First immunotherapy success for triple-negative breast cancer

There is new hope for people with an aggressive type of breast cancer, as an immunotherapy trial shows for the first time that lives can be extended in people with triple-negative breast cancer.

New research led by Queen Mary University of London and St Bartholomew’s Hospital has shown that by using a combination of immunotherapy and chemotherapy the body’s own immune system can be tuned to attack triple-negative breast cancer, extending survival by up to ten months.

The research, which is published today in the New England Journal of Medicine and presented at the European Society for Medical Oncology 2018 Congress in Munich, also showed that the combined treatment reduced the risk of death or the cancer progressing by up to 40 per cent.

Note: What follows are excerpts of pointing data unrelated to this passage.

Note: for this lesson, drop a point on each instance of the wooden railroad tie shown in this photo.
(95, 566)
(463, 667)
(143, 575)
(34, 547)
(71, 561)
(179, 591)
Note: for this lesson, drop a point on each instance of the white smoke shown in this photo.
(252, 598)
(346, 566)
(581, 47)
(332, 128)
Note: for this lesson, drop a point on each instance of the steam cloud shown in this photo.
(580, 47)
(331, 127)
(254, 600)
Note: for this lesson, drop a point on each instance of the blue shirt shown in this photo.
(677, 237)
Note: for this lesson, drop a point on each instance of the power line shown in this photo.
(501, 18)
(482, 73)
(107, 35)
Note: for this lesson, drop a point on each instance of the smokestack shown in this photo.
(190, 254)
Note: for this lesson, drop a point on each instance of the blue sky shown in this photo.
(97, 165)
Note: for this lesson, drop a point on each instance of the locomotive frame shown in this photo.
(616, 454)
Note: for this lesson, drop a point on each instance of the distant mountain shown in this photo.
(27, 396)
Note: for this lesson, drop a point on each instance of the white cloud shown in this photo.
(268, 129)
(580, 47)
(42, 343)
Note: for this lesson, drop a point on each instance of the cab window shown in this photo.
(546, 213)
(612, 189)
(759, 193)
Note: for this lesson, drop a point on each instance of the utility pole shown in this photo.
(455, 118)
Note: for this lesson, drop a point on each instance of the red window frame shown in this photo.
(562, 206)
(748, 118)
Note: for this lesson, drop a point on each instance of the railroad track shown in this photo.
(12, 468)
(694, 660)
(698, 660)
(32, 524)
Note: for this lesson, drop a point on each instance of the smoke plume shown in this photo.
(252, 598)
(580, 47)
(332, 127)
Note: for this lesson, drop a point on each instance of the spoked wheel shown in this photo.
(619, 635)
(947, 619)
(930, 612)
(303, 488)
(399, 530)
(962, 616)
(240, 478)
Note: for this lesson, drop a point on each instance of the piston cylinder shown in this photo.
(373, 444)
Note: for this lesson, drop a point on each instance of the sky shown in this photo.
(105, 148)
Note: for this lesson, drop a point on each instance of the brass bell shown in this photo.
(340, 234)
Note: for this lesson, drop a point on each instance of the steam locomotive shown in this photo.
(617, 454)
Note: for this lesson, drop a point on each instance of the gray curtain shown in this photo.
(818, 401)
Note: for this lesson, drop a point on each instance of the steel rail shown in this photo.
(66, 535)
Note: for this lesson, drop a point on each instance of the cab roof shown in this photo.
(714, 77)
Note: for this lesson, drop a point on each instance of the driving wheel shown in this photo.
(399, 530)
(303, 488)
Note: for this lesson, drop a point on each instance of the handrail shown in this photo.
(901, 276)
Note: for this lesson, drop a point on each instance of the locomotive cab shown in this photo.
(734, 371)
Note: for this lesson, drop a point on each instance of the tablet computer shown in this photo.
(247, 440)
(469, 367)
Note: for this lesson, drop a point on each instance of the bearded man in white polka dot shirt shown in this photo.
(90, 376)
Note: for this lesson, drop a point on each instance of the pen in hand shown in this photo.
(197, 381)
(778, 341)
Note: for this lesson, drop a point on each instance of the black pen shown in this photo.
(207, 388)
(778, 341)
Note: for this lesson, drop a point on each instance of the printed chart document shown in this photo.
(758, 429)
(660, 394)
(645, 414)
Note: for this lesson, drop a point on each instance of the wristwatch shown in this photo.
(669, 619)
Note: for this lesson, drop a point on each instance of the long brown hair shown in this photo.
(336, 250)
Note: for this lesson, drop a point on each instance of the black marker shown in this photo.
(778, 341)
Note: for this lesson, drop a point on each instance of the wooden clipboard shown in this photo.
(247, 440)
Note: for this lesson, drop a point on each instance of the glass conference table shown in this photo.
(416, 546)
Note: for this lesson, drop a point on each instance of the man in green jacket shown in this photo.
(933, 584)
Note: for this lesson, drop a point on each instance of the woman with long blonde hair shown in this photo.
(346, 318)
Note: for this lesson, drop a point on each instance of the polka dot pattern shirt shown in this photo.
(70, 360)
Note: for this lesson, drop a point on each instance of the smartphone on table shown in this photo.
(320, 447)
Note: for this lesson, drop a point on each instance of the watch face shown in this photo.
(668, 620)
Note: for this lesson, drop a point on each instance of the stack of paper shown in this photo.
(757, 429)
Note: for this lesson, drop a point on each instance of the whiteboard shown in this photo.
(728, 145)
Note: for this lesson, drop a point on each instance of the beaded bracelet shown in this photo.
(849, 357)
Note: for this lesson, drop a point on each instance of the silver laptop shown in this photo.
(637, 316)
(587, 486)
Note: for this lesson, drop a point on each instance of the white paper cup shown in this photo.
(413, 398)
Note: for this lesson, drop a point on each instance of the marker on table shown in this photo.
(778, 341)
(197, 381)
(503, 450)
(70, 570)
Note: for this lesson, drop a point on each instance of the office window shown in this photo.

Triple-negative breast cancer often affects young women, with many people diagnosed in their 40s or 50s. The standard treatment is chemotherapy, which most patients quickly develop resistance to. If the disease spreads to other parts of the body, survival is often only 12 to 15 months.

The new treatment combines standard weekly chemotherapy with the immunotherapy medication atezolizumab which is given once every two weeks. The combination works by chemotherapy ‘roughening up’ the surface of the cancer, which enables the immune system to better recognise and therefore fight the cancer as a foreign object.

Author of the trial Professor Peter Schmid, Professor of Cancer Medicine at Queen Mary University of London and Clinical Director of the Breast Cancer Centre at St Bartholomew’s Hospital, explained: “These results are a massive step forward. We are changing how triple-negative breast cancer is treated in proving for the first time that immune therapy has a substantial survival benefit. In a combined treatment approach, we are using chemotherapy to tear away the tumour’s ‘immune-protective cloak’ to expose it as well as enabling people’s own immune system to get at it.

“Triple-negative breast cancer is an aggressive form of breast cancer; we have been desperately looking for better treatment options. It is particularly tragic that those affected are often young, with many themselves having young families. I’m thrilled that by using a combination of immunotherapy and chemotherapy we are able to significantly extend lives compared to the standard treatment of chemotherapy alone.”

Based on the results of this trial this new treatment is currently under review by health authorities and will hopefully become available in the NHS in the near future. In the interim, patients at St Bartholomew’s Hospital with triple-negative breast cancer are offered immunotherapy within ongoing trials.